Une reine dans un jardin anglais

On donne ce lundi, au château de Windsor, le premier coup de pioche d’un nouveau jardin. Un événement qui doit marquer le 50e anniversaire de l’accession au trône d’Elisabeth II.


Vue aérienne de Windsor,
photo : Chorley Handford
The Royal Collection
© 2002, Her Majesty
Queen Elizabeth II
Les préparatifs pour le jubilé de la reine Elizabeth battent leur plein. Le dernier événement annoncé est la création d’un jardin : une initiative au succès inévitable au pays du Chelsea Garden Show, qui attire chaque année plusieurs centaines de milliers de visiteurs en quelques jours. Le paysagiste auquel a été passée la commande, Tom Stuart-Smith, y a d’ailleurs reçu trois médailles d’or, entre 1998 et 2001, pour des compositions commandées par des clients français, Laurent Perrier et Chanel. Le lieu choisi est hautement symbolique ; c’est le château de Windsor, où Guillaume le Conquérant installa, dès 1066, un parc aux cerfs. La parcelle, d’une surface de 0,82 hectares, est dans l’enceinte même du château, près de l’entrée. «Elle est actuellement couverte d'une pelouse et d'un parking, explique Tom Stuart-Smith. Mon approche est simple : il est impossible de se mesurer à l'échelle du château tant il est imposant. Il s'agit simplement d'améliorer ses abords. Je ne veux pas que l'on dise, plus tard, «Ce jardin est extraordinaire!» mais simplement «Comme le château est bien mis en valeur!»»


Tom Stuart-Smith,
photo : Virginia Liberatore
Deux siècles après Guillaume, les chroniqueurs mentionnent déjà un jardin clôturé.
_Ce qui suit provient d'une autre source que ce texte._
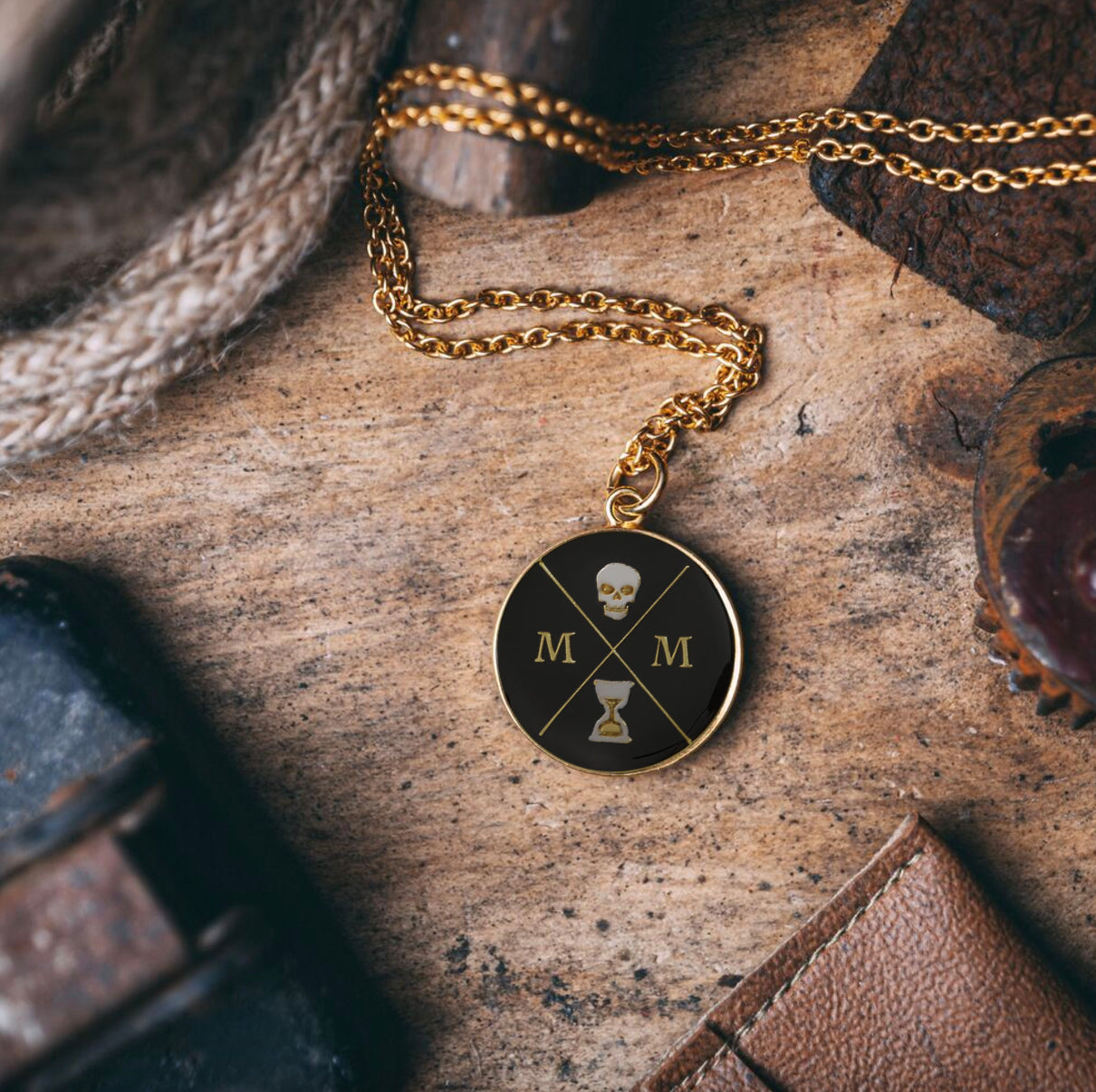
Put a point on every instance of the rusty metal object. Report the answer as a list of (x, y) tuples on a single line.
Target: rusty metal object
[(1029, 265), (1034, 526), (155, 934), (562, 45), (92, 939)]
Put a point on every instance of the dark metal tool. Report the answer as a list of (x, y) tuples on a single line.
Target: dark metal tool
[(154, 932), (1034, 525)]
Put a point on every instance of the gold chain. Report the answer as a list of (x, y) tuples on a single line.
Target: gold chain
[(522, 111)]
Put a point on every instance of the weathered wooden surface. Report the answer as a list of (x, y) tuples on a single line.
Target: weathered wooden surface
[(324, 531), (570, 47)]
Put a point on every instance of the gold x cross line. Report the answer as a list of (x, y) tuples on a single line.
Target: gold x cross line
[(612, 651)]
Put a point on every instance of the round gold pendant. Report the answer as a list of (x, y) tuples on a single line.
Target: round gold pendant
[(619, 652)]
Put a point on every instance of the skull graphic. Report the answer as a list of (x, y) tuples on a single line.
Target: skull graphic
[(617, 585)]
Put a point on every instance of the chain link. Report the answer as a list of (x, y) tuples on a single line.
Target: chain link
[(522, 111)]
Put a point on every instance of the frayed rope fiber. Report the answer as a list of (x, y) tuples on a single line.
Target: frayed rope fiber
[(186, 162)]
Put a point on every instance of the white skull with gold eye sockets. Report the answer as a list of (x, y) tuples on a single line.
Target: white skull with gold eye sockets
[(617, 586)]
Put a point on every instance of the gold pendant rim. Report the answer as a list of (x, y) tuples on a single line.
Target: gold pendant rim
[(732, 616)]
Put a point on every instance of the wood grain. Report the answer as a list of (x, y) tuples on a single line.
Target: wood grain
[(324, 529)]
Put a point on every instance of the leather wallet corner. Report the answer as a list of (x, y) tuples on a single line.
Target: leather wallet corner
[(908, 980)]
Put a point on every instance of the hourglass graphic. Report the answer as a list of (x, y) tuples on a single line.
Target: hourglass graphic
[(610, 727)]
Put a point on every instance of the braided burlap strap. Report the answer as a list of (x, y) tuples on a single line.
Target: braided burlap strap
[(182, 167)]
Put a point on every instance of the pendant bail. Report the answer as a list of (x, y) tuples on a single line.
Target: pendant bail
[(626, 505)]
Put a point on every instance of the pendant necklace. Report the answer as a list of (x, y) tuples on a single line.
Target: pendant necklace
[(619, 651)]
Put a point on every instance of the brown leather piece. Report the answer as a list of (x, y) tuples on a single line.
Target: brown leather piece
[(908, 980)]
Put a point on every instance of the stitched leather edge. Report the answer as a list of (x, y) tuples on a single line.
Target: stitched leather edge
[(689, 1082), (891, 881)]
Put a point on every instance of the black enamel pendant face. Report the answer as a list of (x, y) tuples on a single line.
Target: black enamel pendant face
[(619, 652)]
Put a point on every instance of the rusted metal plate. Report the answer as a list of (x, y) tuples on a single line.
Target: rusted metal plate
[(141, 881), (1026, 262), (80, 935)]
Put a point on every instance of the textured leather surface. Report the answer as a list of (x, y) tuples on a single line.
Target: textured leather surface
[(909, 980)]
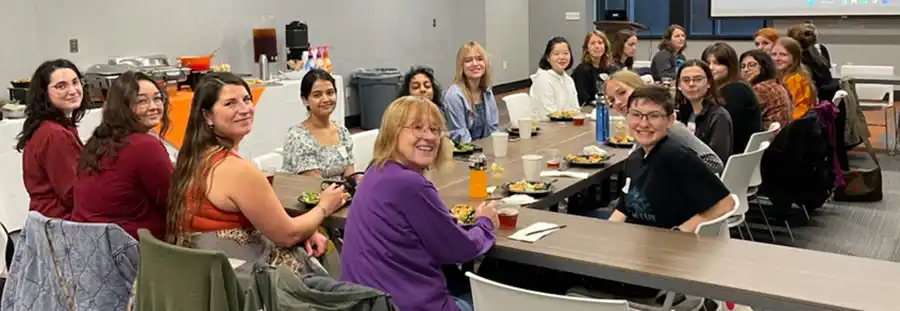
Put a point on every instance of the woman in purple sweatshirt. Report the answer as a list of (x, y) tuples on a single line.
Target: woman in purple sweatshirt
[(398, 232)]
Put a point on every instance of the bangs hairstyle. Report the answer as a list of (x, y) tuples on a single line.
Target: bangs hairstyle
[(607, 49), (712, 94), (666, 42), (460, 78), (544, 63), (767, 70), (618, 46), (396, 117), (769, 33), (725, 55)]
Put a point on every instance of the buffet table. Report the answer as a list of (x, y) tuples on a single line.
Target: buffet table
[(278, 106)]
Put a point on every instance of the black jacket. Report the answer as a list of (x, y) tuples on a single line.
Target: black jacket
[(712, 126), (745, 111)]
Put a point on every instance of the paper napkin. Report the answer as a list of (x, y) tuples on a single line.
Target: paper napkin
[(522, 235), (570, 174)]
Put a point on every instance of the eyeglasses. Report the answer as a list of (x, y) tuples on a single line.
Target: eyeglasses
[(63, 87), (693, 80), (653, 117), (421, 131)]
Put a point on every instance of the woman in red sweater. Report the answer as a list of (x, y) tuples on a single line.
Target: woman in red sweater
[(49, 140), (124, 171)]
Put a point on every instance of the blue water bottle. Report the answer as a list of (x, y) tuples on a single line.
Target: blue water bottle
[(602, 116)]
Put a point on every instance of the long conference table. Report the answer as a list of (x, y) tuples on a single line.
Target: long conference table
[(760, 275)]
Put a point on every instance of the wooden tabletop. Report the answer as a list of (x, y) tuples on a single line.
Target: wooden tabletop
[(761, 275)]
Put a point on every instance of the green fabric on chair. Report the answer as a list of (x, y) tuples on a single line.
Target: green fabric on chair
[(174, 278)]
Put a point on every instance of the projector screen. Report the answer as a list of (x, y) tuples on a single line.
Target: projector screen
[(802, 8)]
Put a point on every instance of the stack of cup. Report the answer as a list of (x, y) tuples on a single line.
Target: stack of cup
[(526, 126)]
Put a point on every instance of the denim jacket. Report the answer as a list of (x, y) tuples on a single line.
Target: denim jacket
[(461, 118)]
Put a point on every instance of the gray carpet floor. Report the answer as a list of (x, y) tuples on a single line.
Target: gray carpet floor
[(869, 230)]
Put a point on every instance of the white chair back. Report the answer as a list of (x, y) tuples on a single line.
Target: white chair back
[(269, 162), (489, 295), (871, 92), (641, 64), (719, 227), (363, 149), (738, 172), (755, 140), (518, 106)]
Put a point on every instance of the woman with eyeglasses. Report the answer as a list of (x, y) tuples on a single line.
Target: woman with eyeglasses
[(124, 171), (739, 98), (49, 140), (400, 233), (700, 107), (758, 69), (420, 81)]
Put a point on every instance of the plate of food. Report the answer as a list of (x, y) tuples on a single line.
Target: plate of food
[(528, 187), (562, 115), (621, 141), (465, 148), (464, 214), (312, 198), (594, 159)]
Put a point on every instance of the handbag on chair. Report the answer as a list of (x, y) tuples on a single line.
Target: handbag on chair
[(862, 184)]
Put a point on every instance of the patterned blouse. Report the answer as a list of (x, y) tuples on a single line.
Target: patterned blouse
[(776, 102), (302, 153)]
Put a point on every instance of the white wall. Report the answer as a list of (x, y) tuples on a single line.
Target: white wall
[(507, 41), (382, 33)]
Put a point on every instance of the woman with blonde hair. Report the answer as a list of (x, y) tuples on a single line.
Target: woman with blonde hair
[(596, 59), (400, 232), (788, 56), (469, 103)]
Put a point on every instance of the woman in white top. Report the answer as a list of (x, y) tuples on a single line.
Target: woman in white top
[(552, 89)]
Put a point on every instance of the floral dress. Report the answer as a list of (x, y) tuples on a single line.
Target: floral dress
[(302, 153)]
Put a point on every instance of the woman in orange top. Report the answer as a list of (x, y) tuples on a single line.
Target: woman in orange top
[(788, 55), (220, 201)]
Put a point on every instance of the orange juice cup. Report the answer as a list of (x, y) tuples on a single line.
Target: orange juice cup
[(477, 184), (508, 217), (578, 120)]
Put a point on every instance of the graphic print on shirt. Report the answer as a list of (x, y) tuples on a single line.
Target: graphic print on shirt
[(638, 205)]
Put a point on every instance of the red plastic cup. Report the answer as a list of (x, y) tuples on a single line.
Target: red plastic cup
[(508, 217), (578, 120)]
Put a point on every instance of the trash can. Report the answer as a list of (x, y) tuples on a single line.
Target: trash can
[(374, 90)]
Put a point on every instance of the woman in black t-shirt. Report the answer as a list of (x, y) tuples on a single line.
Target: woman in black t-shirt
[(666, 184)]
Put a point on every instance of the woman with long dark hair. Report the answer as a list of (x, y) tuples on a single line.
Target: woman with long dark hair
[(49, 140), (700, 107), (217, 200), (738, 96), (758, 69), (666, 61), (124, 170), (420, 81)]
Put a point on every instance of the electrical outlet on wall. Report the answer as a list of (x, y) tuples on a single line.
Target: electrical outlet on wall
[(73, 45)]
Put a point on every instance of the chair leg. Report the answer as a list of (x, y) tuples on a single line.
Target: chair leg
[(788, 226), (749, 233), (766, 219)]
Sept siècles et davantage ont passé, le château de Windsor est toujours habité – c’est d’ailleurs le plus grand château habité au monde – et le jardin est encore là, beaucoup plus sophistiqué. Un document de 1607, consacré à la British Library, le Survey of the Honour of Windsor, décrit de façon détaillée l’agencement de l’époque. En plus des deux cours intérieures, où sont cultivés les herbes aromatiques pour la cuisine et les simples à usage médical, on trouve un grand verger. A la fin du 17e siècle commencent les grandes manœuvres. Les terrains qui n’appartiennent pas encore à la couronne sont achetés en vue de créer un grand parc. On contacte le vieux Le Nôtre, alors octogénaire, qui délivre un plan. Il ne sera jamais mis à exécution mais on en garde la trace dans un document conservé à Stockholm. Au 18e siècle, on crée le premier lac artificiel et on introduit – noblesse oblige – le jardin à l’anglaise, volontairement «sauvage». Le duc de Cumberland, bourreau des Ecossais à la bataille de Culloden et par ailleurs fils du roi, fait acclimater des essences exotiques. Au 19e siècle, la folie du jardinage saisit la famille royale. Princes et princesses manient la bêche, on produit à Windsor des tombereaux de fruits et légumes. Au 20e siècle, de célèbres paysagistes interviennent, notamment Russell Page et Eric Savill et les jardins sont enfin ouverts au grand public.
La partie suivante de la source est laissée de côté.